At that point, McCall had 20 carries for 144 yards and two touchdowns in addition to a 36-yard touchdown catch and run against Bowling Green to his name in his Buckeye career. His speed, elusiveness and quickness in and out of cuts make McCall dangerous anytime he touches the ball. But 10 games in, really the only time the Buckeyes put him on the field came in garbage time.

That happens when you have a horse like Mike Weber and a Swiss Army Knife in Curtis Samuel needing carries at running back. The two have been listed as co-starters on the depth chart all season. Alford said on Monday that McCall is the next guy in the pecking order.


“We’re gaining more trust and more faith in him and he has earned that and he’s earned that through his practice time and his practice habits,” Alford said. “We’ll obviously continue to try to improve those things. He’s becoming more comfortable in the game, in the college football game, as the season progressed. And he’d be the first to tell you that.”

Urban Meyer wanted McCall to add weight after he arrived to Columbus from North Ridgeville High School, Southwest of Cleveland. At only 5-foot-9, the Buckeyes generously listed McCall around the 180-pound mark when he enrolled. He is listed at 182 now and Alford said he has put on a considerable amount of weight since the summer, which is what Meyer was unsure would happen right away.

“I was a little worried because he's so little,” Meyer said on Saturday after McCall ran for 53 yards and a touchdown on 13 carries in Ohio State's 62-3 win at Maryland. “But he's getting bigger and stronger, taking care of himself. Great kid to have on our team. Nice future.”

How much that future falls into place as the 2016 season winds down depends on the status of the two key pieces in Ohio State's offense ahead of McCall on the depth chart, Samuel and Weber. Dontre Wilson remains in the conversation as well.

But what McCall did against Nebraska (16 carries for 73 yards) is encouraging for Alford. And a product of the step the true freshman made over the last month.

“It was kind of like drinking out of a firehose when he first got here,” Alford said. “He’s obviously gained some weight, gained quite a bit of weight which is obviously helping him as well.”

McCall needs to continue to improve and show a willingness to pass block, taking that as serious as getting a handoff and cutting through a hole.

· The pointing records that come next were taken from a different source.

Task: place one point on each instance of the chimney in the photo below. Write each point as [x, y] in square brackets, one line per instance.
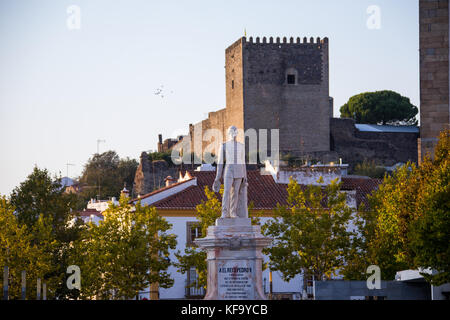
[169, 180]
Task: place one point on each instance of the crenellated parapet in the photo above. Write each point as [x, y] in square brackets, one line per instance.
[284, 40]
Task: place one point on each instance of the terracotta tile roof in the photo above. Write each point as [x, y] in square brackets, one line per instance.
[89, 212]
[263, 191]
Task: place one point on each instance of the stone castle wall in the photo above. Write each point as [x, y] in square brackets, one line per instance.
[434, 72]
[259, 97]
[385, 148]
[301, 110]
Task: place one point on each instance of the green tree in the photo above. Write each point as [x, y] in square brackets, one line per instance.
[22, 249]
[40, 200]
[310, 233]
[42, 194]
[407, 225]
[124, 253]
[429, 230]
[385, 107]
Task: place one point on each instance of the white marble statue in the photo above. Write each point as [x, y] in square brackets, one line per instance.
[231, 163]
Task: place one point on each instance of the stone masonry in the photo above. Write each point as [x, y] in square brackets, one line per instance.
[276, 84]
[434, 72]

“You see those flashes where he can break off a run at any time, but he doesn’t go hard all the time,” quarterback J.T. Barrett said. “Sometimes he may take a play off if he doesn’t think the ball is coming to him or he may not get it, it’s kind of relaxed instead of being locked in and focused every time he’s out on the field.”

“We’re gaining more trust and more faith in him and he has earned that and he’s earned that through his practice time and his practice habits.”– Tony Alford on Demario McCall

Barrett would know, having played with Elliott and now Weber and seen how serious they take plays when they do not get the ball. It is a reason Weber earned a starting role this season and something Meyer said the redshirt freshman is getting better as the season progresses. Understanding all of those intricacies in Ohio State's offense and where you need to be as a running back, a key element to what the Buckeyes do, takes time and repetition.

“Things start to sound the same. You think you have this concept down, then you go to this concept and we throw this concept at you and all of a sudden it all starts to blend together,” Alford said. “All the signals are coming in at a high rate of speed, going fast.”

McCall also dabbled in some punt return duties late in the games against the Cornhuskers and Terrapins. His experience at that spot comes from doing it so often at North Ridgeville.

“That’s good recruiting when you have a number of guys going in and doing a multitude of things,” Alford said.

It is also good recruiting when your third running back—a true freshman to boot—is fourth on the team in rushing yards despite only seeing action in five games. That is quite the uptick in development in recent weeks and a credit to McCall's ability to take advantage of the limited opportunities present to him.

“We’ll see where he goes but he’s obviously improving,” Alford said.